Triest. Schickgemachte Hafenstadt ohne Zerfall, vornehm und gutangezogen. Der akute Wahlkampf verläuft außerordentlich sympathisch: Keine Fratzen und keine Parolen am Straßenrand. Ein vornehmer weißhaariger Mensch fährt einen harmlosen braunen Mittelklassewagen durch die Straßen, mit zwei Lautsprechern auf dem Dach empfiehlt er einen Kandidaten, vielleicht ist er es selbst. Ein alter Transporter der Kommunisten steht, rotbeflaggt, aber alleine, an einer Ecke. Daran das einzige Plakat, das ich hier überhaupt gesehen habe: „Resistenza dal 1943“ verkündet eine schon etwas ältere Dame.
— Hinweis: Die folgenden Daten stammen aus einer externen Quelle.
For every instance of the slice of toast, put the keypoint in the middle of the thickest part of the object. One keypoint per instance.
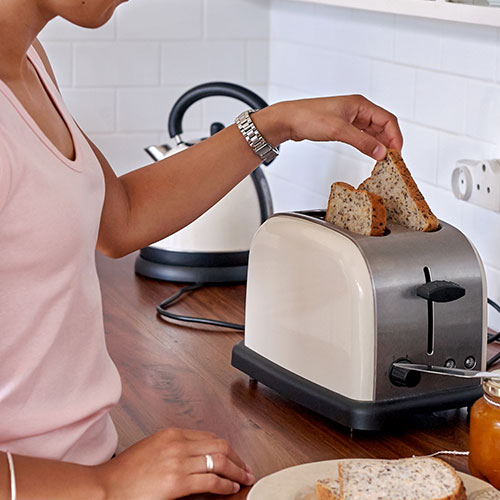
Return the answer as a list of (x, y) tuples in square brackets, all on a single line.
[(405, 479), (328, 489), (356, 210), (404, 202)]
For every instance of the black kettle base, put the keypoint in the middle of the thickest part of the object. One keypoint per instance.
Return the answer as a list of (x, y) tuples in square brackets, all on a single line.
[(190, 274)]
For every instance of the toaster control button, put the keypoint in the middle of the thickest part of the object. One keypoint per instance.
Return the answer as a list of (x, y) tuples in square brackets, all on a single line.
[(470, 362), (441, 291), (402, 377), (450, 363)]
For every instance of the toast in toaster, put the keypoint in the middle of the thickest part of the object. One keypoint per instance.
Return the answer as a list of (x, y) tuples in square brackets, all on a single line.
[(405, 479), (356, 210), (404, 202)]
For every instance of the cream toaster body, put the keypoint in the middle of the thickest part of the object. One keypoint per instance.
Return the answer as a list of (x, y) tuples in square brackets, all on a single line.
[(328, 312)]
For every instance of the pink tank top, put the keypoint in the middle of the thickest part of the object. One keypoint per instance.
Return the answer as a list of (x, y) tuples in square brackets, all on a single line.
[(57, 381)]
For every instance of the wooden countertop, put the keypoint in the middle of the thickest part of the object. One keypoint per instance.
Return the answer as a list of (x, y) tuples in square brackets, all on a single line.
[(180, 375)]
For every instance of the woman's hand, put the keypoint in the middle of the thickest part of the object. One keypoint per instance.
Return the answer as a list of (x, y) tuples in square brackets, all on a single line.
[(172, 464), (351, 119)]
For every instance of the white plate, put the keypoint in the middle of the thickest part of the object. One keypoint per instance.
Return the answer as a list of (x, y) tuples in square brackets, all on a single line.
[(299, 483)]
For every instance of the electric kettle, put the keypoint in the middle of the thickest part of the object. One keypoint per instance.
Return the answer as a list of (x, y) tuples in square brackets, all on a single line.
[(215, 247)]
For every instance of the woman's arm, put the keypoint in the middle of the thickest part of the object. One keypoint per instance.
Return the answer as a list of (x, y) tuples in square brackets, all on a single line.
[(168, 465), (150, 203)]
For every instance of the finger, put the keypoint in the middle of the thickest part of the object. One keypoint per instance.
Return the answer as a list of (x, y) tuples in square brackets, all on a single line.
[(174, 434), (223, 466), (366, 143), (376, 118), (211, 483), (215, 446)]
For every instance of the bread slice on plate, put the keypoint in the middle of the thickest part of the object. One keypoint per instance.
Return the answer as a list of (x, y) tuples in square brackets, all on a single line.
[(406, 479), (328, 489), (356, 210), (404, 202)]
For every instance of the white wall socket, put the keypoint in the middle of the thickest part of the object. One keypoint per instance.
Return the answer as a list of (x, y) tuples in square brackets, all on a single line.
[(478, 181)]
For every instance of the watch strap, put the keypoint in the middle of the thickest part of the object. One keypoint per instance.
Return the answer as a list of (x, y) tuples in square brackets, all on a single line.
[(254, 138)]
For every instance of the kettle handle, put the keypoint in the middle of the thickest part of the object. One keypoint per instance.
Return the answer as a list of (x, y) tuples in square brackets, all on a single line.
[(210, 89)]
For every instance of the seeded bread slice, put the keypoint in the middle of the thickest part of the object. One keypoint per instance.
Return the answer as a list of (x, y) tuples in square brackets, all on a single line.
[(356, 210), (405, 479), (328, 489), (404, 202)]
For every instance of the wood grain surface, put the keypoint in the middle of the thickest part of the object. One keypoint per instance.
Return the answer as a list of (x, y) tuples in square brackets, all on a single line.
[(177, 375)]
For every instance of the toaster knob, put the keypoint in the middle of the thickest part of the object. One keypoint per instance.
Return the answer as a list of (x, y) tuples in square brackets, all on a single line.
[(441, 291), (402, 377)]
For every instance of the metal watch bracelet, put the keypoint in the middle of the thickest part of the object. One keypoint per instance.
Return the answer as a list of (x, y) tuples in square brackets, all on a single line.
[(260, 146)]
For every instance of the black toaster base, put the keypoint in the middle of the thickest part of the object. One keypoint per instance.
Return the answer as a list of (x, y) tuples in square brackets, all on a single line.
[(354, 414)]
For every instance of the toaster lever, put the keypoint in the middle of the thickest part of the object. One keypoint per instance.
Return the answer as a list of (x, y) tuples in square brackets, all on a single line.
[(401, 374), (441, 291)]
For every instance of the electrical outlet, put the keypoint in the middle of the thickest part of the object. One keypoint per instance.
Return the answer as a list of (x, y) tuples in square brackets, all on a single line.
[(478, 182)]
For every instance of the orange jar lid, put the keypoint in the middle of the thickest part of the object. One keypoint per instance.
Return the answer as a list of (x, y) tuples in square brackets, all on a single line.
[(492, 386)]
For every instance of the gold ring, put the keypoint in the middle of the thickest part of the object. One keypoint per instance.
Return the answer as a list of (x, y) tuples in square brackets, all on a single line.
[(210, 463)]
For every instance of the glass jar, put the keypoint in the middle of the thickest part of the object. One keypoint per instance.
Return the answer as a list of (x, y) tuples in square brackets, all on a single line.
[(484, 438)]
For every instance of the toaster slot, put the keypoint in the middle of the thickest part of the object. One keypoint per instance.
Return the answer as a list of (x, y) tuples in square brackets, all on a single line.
[(430, 316)]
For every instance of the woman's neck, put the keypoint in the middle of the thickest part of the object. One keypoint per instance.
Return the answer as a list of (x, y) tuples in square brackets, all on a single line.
[(20, 23)]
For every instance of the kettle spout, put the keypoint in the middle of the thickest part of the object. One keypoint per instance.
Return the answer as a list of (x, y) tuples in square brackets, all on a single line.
[(158, 152)]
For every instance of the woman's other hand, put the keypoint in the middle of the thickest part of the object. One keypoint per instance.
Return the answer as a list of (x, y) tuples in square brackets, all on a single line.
[(172, 464), (351, 119)]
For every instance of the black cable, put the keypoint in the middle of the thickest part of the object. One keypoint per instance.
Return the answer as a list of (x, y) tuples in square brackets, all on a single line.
[(163, 306), (493, 338)]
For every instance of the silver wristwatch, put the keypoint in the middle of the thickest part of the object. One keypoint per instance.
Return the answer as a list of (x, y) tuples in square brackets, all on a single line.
[(254, 138)]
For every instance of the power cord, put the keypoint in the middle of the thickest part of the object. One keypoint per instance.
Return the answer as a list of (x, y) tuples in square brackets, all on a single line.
[(493, 337), (162, 310)]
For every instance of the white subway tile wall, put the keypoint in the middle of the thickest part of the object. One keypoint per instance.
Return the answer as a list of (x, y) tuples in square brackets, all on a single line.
[(441, 79)]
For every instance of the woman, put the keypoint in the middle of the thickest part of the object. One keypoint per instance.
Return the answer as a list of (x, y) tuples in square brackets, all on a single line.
[(59, 199)]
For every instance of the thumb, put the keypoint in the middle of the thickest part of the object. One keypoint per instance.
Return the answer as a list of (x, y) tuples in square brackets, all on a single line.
[(362, 141)]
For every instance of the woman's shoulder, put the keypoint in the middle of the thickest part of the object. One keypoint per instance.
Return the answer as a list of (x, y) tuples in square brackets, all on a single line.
[(40, 51)]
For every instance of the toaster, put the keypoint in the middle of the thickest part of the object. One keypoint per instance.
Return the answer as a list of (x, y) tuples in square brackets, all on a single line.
[(328, 313)]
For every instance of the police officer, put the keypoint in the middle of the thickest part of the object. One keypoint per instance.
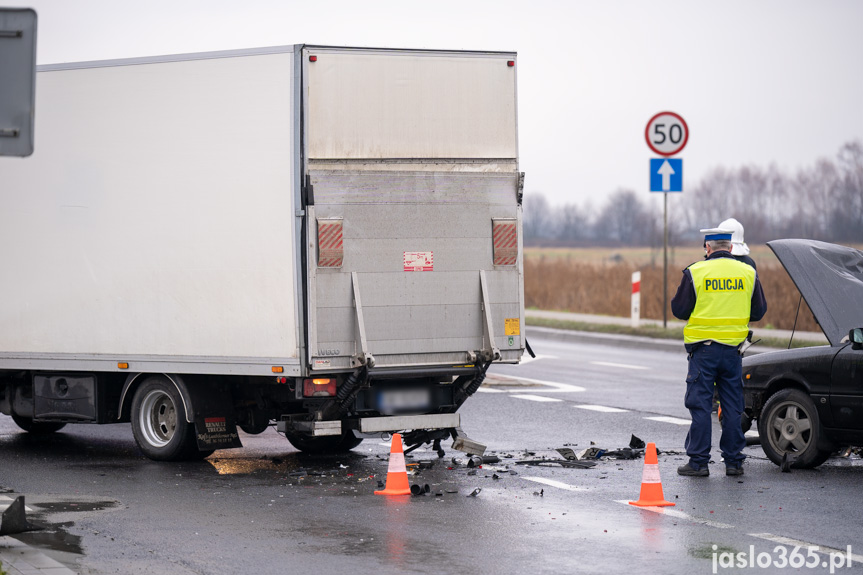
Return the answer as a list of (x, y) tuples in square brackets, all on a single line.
[(739, 249), (718, 297)]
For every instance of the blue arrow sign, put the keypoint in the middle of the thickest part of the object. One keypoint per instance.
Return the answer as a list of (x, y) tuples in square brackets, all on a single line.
[(666, 175)]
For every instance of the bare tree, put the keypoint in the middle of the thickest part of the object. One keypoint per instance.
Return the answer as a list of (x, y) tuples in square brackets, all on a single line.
[(623, 219)]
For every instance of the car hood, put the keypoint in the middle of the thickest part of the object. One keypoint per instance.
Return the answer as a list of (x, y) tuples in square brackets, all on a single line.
[(830, 279)]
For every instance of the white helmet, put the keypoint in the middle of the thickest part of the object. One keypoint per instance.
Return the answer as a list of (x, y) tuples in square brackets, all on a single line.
[(738, 246)]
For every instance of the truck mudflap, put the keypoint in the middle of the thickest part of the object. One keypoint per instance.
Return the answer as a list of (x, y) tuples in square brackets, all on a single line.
[(216, 433)]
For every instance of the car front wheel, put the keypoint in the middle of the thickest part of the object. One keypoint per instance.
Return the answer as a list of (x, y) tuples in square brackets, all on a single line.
[(789, 428)]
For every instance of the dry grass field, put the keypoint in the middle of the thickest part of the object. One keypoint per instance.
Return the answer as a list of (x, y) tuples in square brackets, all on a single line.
[(598, 281)]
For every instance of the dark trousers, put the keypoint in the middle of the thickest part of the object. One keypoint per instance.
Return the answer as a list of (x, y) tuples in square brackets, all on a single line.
[(708, 364)]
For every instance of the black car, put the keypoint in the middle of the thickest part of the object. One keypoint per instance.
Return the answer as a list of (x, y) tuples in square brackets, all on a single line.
[(809, 401)]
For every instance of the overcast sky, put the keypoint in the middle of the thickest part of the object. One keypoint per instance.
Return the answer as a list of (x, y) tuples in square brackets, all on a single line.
[(759, 82)]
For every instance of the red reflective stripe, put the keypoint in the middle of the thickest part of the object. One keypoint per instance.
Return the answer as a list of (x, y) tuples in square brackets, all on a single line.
[(330, 244), (328, 233)]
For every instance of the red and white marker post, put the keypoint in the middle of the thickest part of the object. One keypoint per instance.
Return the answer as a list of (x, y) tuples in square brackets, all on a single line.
[(636, 298)]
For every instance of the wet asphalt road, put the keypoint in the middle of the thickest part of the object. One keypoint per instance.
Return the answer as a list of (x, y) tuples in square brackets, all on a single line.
[(110, 510)]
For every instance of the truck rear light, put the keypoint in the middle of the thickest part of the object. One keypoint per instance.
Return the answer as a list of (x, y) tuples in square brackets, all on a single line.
[(331, 250), (319, 387), (505, 241)]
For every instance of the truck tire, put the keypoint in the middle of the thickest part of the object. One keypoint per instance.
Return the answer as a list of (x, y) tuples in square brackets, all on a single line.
[(789, 427), (36, 427), (324, 445), (159, 423)]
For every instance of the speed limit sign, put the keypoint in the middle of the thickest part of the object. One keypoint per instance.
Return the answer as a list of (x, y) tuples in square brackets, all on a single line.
[(666, 133)]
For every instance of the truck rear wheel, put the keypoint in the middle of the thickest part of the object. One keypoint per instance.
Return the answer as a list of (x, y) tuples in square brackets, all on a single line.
[(159, 423), (36, 427), (327, 444)]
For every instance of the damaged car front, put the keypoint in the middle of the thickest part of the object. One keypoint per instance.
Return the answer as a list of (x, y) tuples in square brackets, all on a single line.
[(809, 401)]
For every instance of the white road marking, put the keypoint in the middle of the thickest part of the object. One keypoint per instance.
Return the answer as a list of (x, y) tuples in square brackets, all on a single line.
[(679, 515), (623, 365), (602, 408), (553, 483), (675, 420), (805, 545), (527, 359), (558, 387), (766, 536), (536, 398)]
Verlaufen kann man sich nicht, das Meer ist von fast überall zu sehen und dort kennt man sich im Zweifelsfall wieder aus, aber schon das wäre nicht nötig; es ist alles licht und leicht und zugänglich, weit und frisch. Ich bin sicher, falls es hier Nebel gibt, ist er zart und wegteilbar wie frischgeschlagener Eischnee. Nicht einmal der Orkan, der hier gestern Motorroller-Domino spielte und schmerzhaften, waagrechten Regen übers Meer in die Stadt hereinschoß, konnte dem allgemeinen Eindruck von Zugänglichkeit schaden: Das wilde Mittelmeer wurde nur noch schicker, bis in den Hafen herein, der breit, leer und ungesichert ohnehin schon harmlos wirkt. Es ist eher ein mächtiger Pool denn ein Kriegshafen. Man behandelt ihn mit Understatement: Da fängt eben das Wasser an, wo die Stadt am hübschesten ist. Allora?

Draußen Frachter auf dem Weg in die industrielle Hinterhofhölle, die ich aus meiner einzigen Nacht in Venedig als irreal bombastische, brennende Drohung am glutroten Horizont in Erinnerung habe.

[Sonst vor allem soziale Überforderung wie immer auf Konferenzen]

Link | 8. April 2006, 13 Uhr 14 | Kommentare (1)


1 Kommentar


Wie kann man den italienischen Wahlkampf sympathisch finden? Höchstens die alten Straßenwahlkämpfer in Triest, die mögen in Ordnung sein. Silvio Berlusconi übertrifft an Ekelerregung jedoch alles. Aber das kann hier kein Thema sein, ich weiß.